I grew up in a Church of England family. This meant four things. Firstly, we took charity and social justice very seriously (particularly the kinds of social justice which could be arranged without upsetting too many people; my father was solid Labour, but on Gaitskell’s side rather than Bevan’s). Secondly, we didn’t look down on people who were Not Like Us. Or rather, we did – we were dreadful snobs – but racism was right out; so was prejudice against gays; so was sexual moralising in general. We were never challenged on the relationship to Christianity of any of this, but if we had been we could have gone straight to the New Testament – see Colossians 3, “neither gentile nor Jew”; see Luke 10, the parable of the Good Samaritan; see John 8, the woman taken in adultery… (My parents both had a better than average acquaintance with the Old Testament, but they wouldn’t have dreamt of referring back to it in this way – “new covenant” and all that.) Thirdly, we went to church every Sunday, where we generally heard sermons about tolerance and social justice. Fourthly, we occasionally talked about the spiritual side of Christianity – what actually happened after the Crucifixion; what they actually saw on the road to Emmaus; what actually happens when people die… But we never really got anywhere with those questions, or wanted to. Being Christians gave us an interest in that stuff, but it didn’t seem to mandate that we had any particular convictions about it – or even that we all thought the same way.
When I went to university, I met people called Christians who didn’t seem to care very much about social justice or tolerance, but cared very much indeed about the Crucifixion and the road to Emmaus and, above all, What Happens When You Die. They also seemed to refer back to the Old Testament a lot more than I was used to.
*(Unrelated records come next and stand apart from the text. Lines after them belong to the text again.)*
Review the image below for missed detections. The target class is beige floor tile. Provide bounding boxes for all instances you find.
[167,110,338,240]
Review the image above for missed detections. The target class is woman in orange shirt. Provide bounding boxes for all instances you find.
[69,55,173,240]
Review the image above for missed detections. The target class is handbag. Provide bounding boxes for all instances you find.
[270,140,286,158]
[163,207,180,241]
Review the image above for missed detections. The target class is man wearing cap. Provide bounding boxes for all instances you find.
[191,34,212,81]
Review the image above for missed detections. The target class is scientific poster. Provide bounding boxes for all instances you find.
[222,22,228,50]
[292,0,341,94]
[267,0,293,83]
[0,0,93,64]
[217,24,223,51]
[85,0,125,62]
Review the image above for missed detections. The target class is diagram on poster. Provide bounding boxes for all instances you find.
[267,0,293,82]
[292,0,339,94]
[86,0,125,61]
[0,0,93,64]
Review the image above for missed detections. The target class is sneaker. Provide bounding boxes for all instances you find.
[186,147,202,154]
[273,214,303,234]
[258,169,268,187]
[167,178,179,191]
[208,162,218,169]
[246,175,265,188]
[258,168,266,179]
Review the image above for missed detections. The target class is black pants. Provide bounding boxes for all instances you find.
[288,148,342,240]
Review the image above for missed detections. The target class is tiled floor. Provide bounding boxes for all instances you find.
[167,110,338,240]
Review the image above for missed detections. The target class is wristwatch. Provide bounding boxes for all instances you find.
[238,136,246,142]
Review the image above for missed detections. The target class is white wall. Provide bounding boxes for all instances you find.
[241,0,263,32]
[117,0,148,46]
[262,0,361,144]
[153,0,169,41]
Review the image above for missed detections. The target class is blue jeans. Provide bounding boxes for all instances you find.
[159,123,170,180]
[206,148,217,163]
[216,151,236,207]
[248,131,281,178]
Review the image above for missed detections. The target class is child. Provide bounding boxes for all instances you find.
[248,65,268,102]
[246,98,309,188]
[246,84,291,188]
I thought this was all a bit wrong-headed, but I didn’t get very far arguing with them – not least because they weren’t very interested in arguing, which was another difference from my family. In fact, the more I argued the deeper I seemed to get onto their territory (well, no, obviously I didn’t read the story of the Creation literally – nobody did, did they? er… did they?). After a while I gave up and stopped calling myself a Christian. (By then I’d discovered Marx, which helped.)
You take your eye off the ball for a few years, and look what happens. Look at the Christian Institute (“Christian influence in a secular world”) and look at its judgment of MPs’ voting records. For example, “according to our Christian beliefs” Ann Widdecombe has cast an absolute hatful of “morally right votes”. To summarise, she’s voted
- against legal abortion
- against gay rights
- against divorce
- against euthanasia
- against gambling and
- against reclassifying cannabis; she’s also voted
- for “mainly Christian” Religious Education and
- for the parental right to smack
Apparently, these eight policy areas are vitally important to Christians. Or rather, apparently these are the only policy areas important to Christians: whether Widdy has voted to feed the hungry and clothe the naked the Christian Institute neither knows nor cares.
What I’d like to know is: where do they get this stuff? Serious question. Leaving the Apostle Paul out of it for the moment, I’ve cited Matthew 25, Luke 10 and John 8. Where does Jesus express punitive views on the topics of marriage, gambling and drugs? Where does he pronounce in favour of compulsory religious indoctrination and smacking? For bonus points, where in the whole of the New Testament is it written that these are the most important issues for Christians? (Think carefully.)
I don’t know how it came about that the mobilising power of Christian faith could be harnessed to an agenda like this. What I do know is that it’s very bad news. These people aren’t just a joke any more. They’re a menace.